Mon jugement réservé sur cet ouvrage ne demande qu’à être contredit. La lecture est agréable, j’ai néanmoins passé un bon moment avec beaucoup de retournements de situation. Mais la fin dont on ne peut difficilement deviner la substance, est annoncée de manière trop abrupte. Balancée comme ça, on a du mal à la reconstituer dans sa conception, elle manque d’explications pour ne pas paraître improbable. J’en garde un goût bizarre.
Citations :
La première réaction de l’opinion publique, c’est toujours de jeter le discrédit la femme, parce que la société ne veut pas admettre que de telles horreurs se produisent. Alors, en réaction, les féministes convaincues qu’il fallait croire toutes les femmes, chaque fois.

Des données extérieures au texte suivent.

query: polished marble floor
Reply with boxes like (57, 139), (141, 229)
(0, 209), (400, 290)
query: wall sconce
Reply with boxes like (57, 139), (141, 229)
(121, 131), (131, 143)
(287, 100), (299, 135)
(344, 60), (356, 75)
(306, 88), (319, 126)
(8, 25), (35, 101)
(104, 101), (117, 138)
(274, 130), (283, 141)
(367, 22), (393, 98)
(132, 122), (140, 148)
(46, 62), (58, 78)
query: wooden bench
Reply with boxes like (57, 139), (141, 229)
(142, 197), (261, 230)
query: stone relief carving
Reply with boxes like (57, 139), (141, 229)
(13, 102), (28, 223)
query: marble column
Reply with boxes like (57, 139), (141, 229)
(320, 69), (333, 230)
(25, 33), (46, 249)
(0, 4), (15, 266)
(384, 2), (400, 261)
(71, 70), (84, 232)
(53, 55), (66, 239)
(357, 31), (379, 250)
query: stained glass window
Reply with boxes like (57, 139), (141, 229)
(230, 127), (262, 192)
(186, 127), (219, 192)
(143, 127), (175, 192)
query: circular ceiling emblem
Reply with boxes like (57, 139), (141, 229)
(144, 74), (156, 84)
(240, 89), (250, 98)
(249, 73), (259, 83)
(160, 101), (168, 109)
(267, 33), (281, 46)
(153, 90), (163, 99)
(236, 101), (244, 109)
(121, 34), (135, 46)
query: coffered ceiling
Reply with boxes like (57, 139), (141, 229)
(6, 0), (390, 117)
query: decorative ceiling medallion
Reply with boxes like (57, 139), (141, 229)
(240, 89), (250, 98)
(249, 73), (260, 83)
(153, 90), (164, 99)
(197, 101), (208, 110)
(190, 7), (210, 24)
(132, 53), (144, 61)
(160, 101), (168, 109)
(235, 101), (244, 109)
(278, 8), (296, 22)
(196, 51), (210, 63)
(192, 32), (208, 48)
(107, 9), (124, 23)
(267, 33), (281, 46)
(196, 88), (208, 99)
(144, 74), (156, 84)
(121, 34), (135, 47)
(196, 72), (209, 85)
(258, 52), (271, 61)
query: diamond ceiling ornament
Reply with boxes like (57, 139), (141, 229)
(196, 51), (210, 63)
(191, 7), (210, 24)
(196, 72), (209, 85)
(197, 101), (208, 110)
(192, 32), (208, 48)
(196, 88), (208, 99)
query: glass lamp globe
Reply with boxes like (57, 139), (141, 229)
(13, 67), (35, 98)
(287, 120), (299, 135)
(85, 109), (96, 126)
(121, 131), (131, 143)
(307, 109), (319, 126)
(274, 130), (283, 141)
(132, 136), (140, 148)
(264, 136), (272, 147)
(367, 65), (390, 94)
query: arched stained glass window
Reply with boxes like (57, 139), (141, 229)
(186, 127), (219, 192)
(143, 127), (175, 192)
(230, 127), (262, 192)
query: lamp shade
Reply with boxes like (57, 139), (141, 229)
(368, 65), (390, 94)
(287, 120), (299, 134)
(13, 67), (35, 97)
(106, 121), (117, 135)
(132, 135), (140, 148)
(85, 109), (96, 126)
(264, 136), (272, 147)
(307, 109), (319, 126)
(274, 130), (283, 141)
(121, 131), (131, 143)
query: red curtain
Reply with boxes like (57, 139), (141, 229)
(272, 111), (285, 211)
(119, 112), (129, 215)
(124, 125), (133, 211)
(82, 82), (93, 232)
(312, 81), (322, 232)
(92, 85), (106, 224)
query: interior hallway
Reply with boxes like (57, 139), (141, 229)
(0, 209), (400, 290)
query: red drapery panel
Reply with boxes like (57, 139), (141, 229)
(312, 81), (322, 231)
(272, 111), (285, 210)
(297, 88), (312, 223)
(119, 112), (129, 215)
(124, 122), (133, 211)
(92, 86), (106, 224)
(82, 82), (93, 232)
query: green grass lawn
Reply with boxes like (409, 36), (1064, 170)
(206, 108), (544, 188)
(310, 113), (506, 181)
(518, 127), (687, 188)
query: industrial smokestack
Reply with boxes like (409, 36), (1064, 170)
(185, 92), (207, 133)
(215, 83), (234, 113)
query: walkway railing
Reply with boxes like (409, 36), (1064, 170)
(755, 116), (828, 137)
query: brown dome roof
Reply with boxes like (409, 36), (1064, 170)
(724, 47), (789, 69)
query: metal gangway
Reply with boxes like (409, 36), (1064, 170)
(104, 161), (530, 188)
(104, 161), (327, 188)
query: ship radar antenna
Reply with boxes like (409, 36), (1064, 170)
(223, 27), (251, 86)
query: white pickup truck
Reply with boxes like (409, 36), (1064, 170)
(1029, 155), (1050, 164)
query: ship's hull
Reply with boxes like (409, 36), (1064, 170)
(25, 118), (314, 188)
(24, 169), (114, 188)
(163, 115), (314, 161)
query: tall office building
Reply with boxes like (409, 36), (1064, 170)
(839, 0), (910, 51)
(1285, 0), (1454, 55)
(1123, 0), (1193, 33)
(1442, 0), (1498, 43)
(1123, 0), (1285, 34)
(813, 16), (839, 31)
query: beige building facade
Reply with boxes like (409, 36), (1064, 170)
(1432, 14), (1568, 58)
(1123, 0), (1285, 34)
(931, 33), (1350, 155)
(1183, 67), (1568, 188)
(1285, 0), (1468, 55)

P.111. ‘ai raccroché, avec la certitude que, pour la première fois depuis que je l’avais épousé, Jason m’avait menti en me regardant droit dans les yeux. Comme si de rien n’était.
P.74. « Je n’ai donc aucun moyen de me défendre ? Il aurait mieux valu qu’il me viole, c’est pas ? Au moins, j’aurais des preuves physiques ! »
P. 244. Les malentendus ne surviennent pas quand les situations sont parfaitement claires. Ils naissent d’un certain flou, qui peut donner lieu à plusieurs versions d’un même événement.







Il avait l’air intéressant ce roman. Comme tu le dis, c’est du « policier domestique », assez à la mode j’ai l’impression, j’en vois beaucoup. En général ils sont assez sympas. À voir…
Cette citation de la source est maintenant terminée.